Sell when the market is high and buy when the market is low. Easier said than done, but we should see that the effectiveness of China stock market is gradually improving. In the judgment and investigation of the stock market trend, as well as the choice of individual stocks, the standards gradually tend to be unified, and the judgments made are highly convergent. Under normal circumstances, when the macroeconomic boom is high, the stock market is also rising, with high turnover. This is the best time to sell stocks or funds. On the contrary, when the economic boom cycle falls into a trough, investors' confidence is low, and the stock market also falls. But this is the best time to buy a fund.
Considering the rate supervision of the fund, choose the appropriate redemption opportunity. When fund managers raise funds, in order to attract more investors, investors are encouraged to hold the invested funds for a longer period of time, and different redemption rates are set according to different situations. Some funds are held for half a year or 1 year, and the redemption rate is halved or completely exempted. Therefore, when choosing redemption, you should ask about the relevant redemption rate.
When the performance of the fund is obviously poor, we should be brave enough to abandon it and convert it into other funds. Fund investment operation is different from general stock investment. More inclined to invest for a long time. Investors can tolerate short-term bad performance, such as three months or six months in a row. However, if the performance of the fund still does not improve after 1 year, they should not hesitate to "cut the meat" and sell it to other funds with excellent historical performance and relatively stable performance. Although we say that the historical performance of the fund does not represent the future, on the whole, the stability of the fund performance is still worth looking forward to.
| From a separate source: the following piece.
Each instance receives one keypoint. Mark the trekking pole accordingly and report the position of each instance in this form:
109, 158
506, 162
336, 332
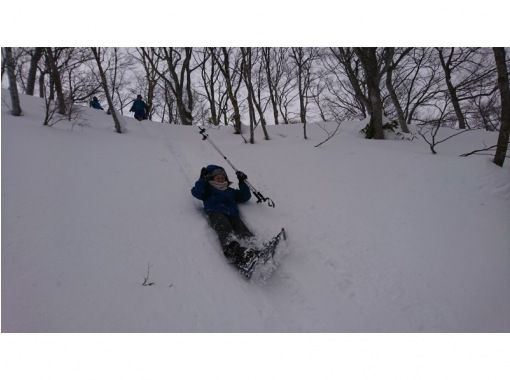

When there is a problem with the operation of the fund manager, he should not hesitate to redeem it. As we all know, due to the different interests pursued by fund managers and holders, it will inevitably lead to the "moral hazard" problem of fund managers. If investors find that the funds they invest in are used by managers as a tool to transfer benefits, in other words, managers should sell the funds immediately in order to seek benefits for specific people and sacrifice investors' rights and interests, and there is no need to place any expectations on them.